New theory emerges about why Van Gogh cut off his ear
A London-based art historian says it probably wasn’t a fight with another artist that led Vincent Van Gogh to cut off his ear. It was his brother’s whirlwind romance.
It is popular belief that the Dutch painter took a razor to his ear after an argument with fellow artist Paul Gauguin.
But a new theory bolsters the idea that Van Gogh’s infamous mutilation may have been provoked by the news of his brother’s engagement. In the fear of being left alone, penniless, and cut off from his brother’s financial support, Van Gogh sliced off his ear.
“Vincent feared that he would then ‘lose’ Theo, his closest companion,” Martin Bailey, an art historian and art corespondent for The Art Newspaper wrote in his new book, Studio of the South.
“He was equally worried that his brother might withdraw the financial support which had enabled him to devote his life to art. All this was threatened by the unexpected appearance of a fiancée.”
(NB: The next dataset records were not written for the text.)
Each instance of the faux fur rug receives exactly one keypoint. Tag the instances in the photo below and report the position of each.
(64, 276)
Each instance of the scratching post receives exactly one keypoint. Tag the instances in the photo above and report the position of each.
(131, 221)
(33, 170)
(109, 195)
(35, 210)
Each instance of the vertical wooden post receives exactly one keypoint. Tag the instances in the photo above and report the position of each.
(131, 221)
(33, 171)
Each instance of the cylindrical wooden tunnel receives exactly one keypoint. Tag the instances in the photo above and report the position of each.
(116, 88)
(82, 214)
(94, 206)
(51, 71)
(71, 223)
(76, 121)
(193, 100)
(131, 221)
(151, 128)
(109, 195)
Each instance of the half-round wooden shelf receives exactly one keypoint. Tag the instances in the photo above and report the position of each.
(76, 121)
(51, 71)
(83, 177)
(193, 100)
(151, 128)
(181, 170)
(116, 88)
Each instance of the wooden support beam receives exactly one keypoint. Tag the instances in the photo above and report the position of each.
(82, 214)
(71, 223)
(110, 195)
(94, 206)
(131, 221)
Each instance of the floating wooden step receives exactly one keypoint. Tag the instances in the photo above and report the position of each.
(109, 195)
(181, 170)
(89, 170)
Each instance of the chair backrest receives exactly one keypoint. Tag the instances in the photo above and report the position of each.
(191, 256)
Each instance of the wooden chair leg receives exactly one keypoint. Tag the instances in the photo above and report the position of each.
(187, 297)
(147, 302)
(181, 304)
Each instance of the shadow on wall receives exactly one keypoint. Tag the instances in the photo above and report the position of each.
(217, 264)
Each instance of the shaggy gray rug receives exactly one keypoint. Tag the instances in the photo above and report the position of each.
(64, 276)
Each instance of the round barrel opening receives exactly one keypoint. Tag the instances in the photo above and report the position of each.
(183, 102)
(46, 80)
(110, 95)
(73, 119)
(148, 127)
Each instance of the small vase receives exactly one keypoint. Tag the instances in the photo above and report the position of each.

Bailey claims his new book has evidence — including previously unpublished family letters — which proves Van Gogh learned of his brother’s news in a letter from Theo that was delivered on the same day the painter used a razor to cut off his ear: Dec. 23, 1888.
The art historian argues that Van Gogh didn’t learn of the engagement while he was recovering in hospital, as previously thought. Van Gogh’s self-inflicted wound is generally thought to be the aftermath of a fight with Gauguin.
“Vincent van Gogh cut off his left ear when tempers flared with Paul Gauguin, the artist with whom he had been working for a while in Arles,” the Van Gogh Museum’s website writes.
Previous scholarly research had assumed that Van Gogh learned of his brother’s engagement with Johanna Bonger after his self-mutilation.